I get that type of crap from guys in the GYM...always ragging on me about "drinking" my meals..


That's ok - when I cut down I stay covered up until I am around 8% or lower - then I wear shorts and a tank-top when I train. THen EVERYONE wants to know the secret - I tell them to practice drinking their meals....
 
That's weird. Nobody gives me shit about what I eat in the break room. I've only gotten complements on my eating habits and questions on what they need to do to lose fat or get bigger. But most people just keep their mouths shut and mind their own business.
 
casavant said:
That's weird. Nobody gives me shit about what I eat in the break room. I've only gotten complements on my eating habits and questions on what they need to do to lose fat or get bigger. But most people just keep their mouths shut and mind their own business.

true. I find my family and co-workers changing their bad eating habits also.
 
can i ask a question and get a serious answer?

what's your stats? bf%, weight, height, meas?

this is where i'm going with this... if you're over 15-18% body fat and/or have little muscle.. then i can see why they'd be so confused as to why you're eating that way.... since you're not getting any results..
 
haha, hey, try having a set of parents that think that you are too big as it is and shouldn't gain anymore weight. I am only 210-215 lower bf, and all I have to say is turn that finger around!! At least my higher weight isn't in the form of a gut. bastards, have to lov'em though


Whiskey
 
I like how everyone always asks me to set them up on a diet so they can look like me. HA! i would never waste my time. These people are so lazy that they would stick to the diet for like an hour and then quit. And they wonder why i tell them I want money to write them out something. Time is money. I actually worked with burning_inside for a bit and i can attest that no one that works there is in shape at all or knows anything about exercise. I had 5 or 6 people tell me they wanted me to set them up on a diet and I was like, "yeah ok sure" and it was left at that.
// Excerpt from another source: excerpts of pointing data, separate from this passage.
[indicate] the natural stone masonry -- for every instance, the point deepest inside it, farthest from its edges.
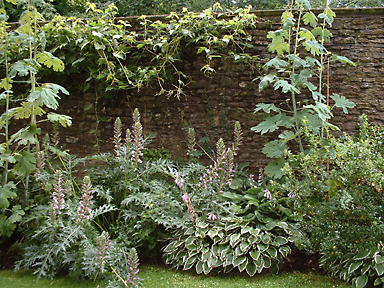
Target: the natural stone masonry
(213, 103)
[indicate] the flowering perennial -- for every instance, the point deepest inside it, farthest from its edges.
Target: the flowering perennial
(58, 194)
(84, 209)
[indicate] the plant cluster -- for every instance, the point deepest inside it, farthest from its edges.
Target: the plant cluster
(118, 57)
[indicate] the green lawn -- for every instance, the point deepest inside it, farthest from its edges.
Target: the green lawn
(162, 277)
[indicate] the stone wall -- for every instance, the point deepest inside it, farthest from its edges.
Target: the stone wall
(213, 103)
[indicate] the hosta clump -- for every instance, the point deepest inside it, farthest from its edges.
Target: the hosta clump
(231, 243)
(361, 268)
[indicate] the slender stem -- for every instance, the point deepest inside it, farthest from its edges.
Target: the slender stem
(293, 82)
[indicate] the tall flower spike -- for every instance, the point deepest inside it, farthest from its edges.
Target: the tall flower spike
(84, 209)
(133, 269)
(103, 244)
(58, 194)
(117, 135)
(137, 138)
(191, 142)
(238, 137)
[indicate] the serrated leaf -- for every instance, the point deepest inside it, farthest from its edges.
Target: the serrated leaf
(269, 124)
(342, 102)
(285, 87)
(379, 259)
(64, 120)
(17, 214)
(379, 269)
(362, 255)
(274, 168)
(29, 136)
(27, 109)
(267, 108)
(266, 80)
(361, 281)
(6, 193)
(275, 149)
(50, 61)
(25, 165)
(255, 254)
(310, 18)
(354, 266)
(22, 68)
(278, 44)
(276, 63)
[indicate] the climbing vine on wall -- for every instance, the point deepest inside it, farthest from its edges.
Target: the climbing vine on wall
(123, 54)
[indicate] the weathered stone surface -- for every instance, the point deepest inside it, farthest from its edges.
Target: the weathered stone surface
(213, 103)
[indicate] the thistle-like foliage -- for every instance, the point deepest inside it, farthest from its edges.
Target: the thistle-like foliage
(191, 142)
(117, 135)
(221, 172)
(238, 137)
(103, 245)
(58, 195)
(137, 138)
(84, 209)
(133, 266)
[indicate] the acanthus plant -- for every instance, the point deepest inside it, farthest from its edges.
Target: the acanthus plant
(300, 62)
(213, 179)
(25, 99)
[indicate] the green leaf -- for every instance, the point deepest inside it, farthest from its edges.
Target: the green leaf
(274, 168)
(269, 124)
(64, 120)
(27, 109)
(280, 240)
(237, 183)
(276, 63)
(379, 269)
(343, 59)
(25, 165)
(354, 266)
(29, 135)
(362, 255)
(310, 18)
(361, 281)
(50, 61)
(285, 87)
(239, 260)
(6, 193)
(272, 251)
(235, 239)
(267, 108)
(278, 43)
(17, 214)
(262, 247)
(275, 149)
(266, 80)
(22, 68)
(255, 254)
(320, 33)
(342, 102)
(251, 268)
(379, 259)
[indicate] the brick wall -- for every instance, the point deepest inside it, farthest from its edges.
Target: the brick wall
(213, 103)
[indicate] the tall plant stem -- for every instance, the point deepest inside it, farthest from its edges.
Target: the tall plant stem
(293, 83)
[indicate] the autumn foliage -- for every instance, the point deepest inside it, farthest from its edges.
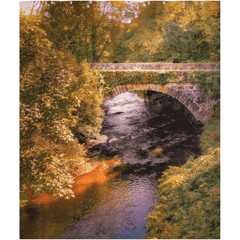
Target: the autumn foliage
(55, 97)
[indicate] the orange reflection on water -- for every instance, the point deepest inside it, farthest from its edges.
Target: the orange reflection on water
(99, 175)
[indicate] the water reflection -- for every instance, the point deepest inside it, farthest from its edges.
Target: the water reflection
(114, 203)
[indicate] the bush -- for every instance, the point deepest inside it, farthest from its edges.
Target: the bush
(54, 98)
(190, 194)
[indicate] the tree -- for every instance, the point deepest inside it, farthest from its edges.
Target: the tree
(175, 32)
(87, 29)
(54, 95)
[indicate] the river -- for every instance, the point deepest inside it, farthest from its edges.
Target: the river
(147, 137)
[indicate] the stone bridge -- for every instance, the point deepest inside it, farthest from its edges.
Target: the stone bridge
(199, 105)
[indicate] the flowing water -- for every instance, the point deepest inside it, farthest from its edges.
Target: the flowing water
(147, 137)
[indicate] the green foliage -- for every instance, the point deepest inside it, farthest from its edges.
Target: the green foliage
(54, 98)
(210, 81)
(88, 30)
(190, 201)
(174, 32)
(190, 194)
(211, 134)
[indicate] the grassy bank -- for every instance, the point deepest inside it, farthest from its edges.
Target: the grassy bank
(190, 195)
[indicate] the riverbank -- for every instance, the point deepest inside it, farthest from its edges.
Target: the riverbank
(190, 195)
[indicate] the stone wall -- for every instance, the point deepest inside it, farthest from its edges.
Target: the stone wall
(190, 95)
(157, 66)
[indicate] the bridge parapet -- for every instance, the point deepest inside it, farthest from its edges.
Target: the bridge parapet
(156, 66)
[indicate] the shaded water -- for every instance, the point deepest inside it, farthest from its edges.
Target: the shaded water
(114, 203)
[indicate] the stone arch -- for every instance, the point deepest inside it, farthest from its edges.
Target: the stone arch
(190, 95)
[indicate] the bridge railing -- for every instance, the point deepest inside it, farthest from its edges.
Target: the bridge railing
(157, 66)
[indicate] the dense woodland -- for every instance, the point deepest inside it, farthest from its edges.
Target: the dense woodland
(59, 98)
They don't realize it takes more than the information to get in shape. it takes the desire and discipline to put that diet to use.
 
decem said:
can i ask a question and get a serious answer?

what's your stats? bf%, weight, height, meas?
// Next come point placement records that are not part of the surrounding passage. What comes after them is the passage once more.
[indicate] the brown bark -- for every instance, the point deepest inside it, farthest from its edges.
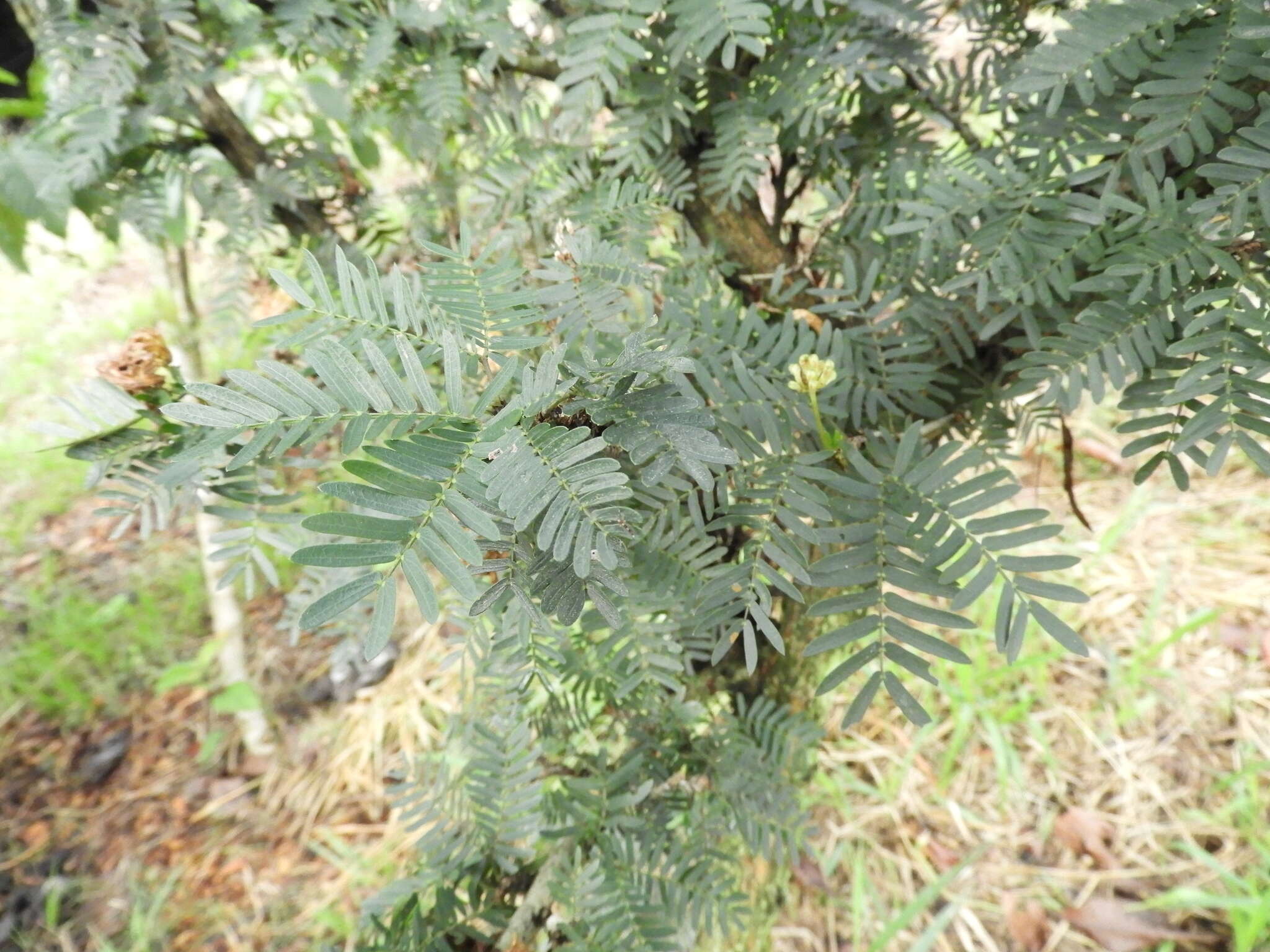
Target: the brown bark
(234, 140)
(742, 232)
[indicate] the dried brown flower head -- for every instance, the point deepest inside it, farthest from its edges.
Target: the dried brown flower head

this is where i'm going with this... if you're over 15-18% body fat and/or have little muscle.. then i can see why they'd be so confused as to why you're eating that way.... since you're not getting any results..
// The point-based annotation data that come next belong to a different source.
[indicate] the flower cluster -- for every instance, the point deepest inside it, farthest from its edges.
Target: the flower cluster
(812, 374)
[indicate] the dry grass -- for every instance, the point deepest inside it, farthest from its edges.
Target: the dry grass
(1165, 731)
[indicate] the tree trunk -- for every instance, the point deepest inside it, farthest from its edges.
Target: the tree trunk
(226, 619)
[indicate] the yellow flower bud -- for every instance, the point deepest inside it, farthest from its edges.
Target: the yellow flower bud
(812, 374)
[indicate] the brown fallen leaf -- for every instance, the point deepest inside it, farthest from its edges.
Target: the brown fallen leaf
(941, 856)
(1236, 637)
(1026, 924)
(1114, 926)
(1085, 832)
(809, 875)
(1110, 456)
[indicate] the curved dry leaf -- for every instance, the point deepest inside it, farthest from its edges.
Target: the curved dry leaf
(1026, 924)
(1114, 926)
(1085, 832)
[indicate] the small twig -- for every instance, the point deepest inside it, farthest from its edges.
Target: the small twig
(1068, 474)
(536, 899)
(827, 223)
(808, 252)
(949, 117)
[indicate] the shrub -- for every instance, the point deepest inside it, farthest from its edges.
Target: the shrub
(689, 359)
I'd probably say I'm at 16% now. I don't know what you mean by not getting any results. In the past 5 weeks I've dropped a little over 2 inches around my belly button. No results, naw I don't think so.

I started lifting about 5 years ago, (the first year or so was spent fucking around trying the latest programs in the magazines and not eating anythign all day). After I somewhat got my shit together, I went from 6'3" 170 lbs at about 25% bodyfat (I had no muscletone whatsoever and like 13 inch arms for example)to right now 210 16%. At my best when I was real real strict, which was about 3 years ago, I was around 200 lbs and 10-11%. I could actually see my abs.

My body right now reflects my depression and therefore lack of tact when it came to my eating habits and workouts for the past few years. I don't look bad at all, (however not Elite, heh) but I'd say a little above average. My strength is shitty (not that I care too much about it) However, I'm getting back on track. I'm getting as lean as I can till the abs come back better than ever, and then I'm bulking up from there. I was always a fat kid, and I never totally escaped the fat either. I hold fat easily it seems so that's what I get for slacking off. But sometimes shit happens you can't help it.
 
Burning_Inside said:

. I don't know what you mean by not getting any results.

i mean.. if people see you going overboard in your eating habits.. mapping out every single calorie and such.. and they don't see any change in your body.. or don't see you as having a good body.. then of course they're gonna be like "why would you do that? why eat all healthy and stuff.. it's obviously not doing anything for you (<-- ok.. they might not SAY the last part.. but they mean it)."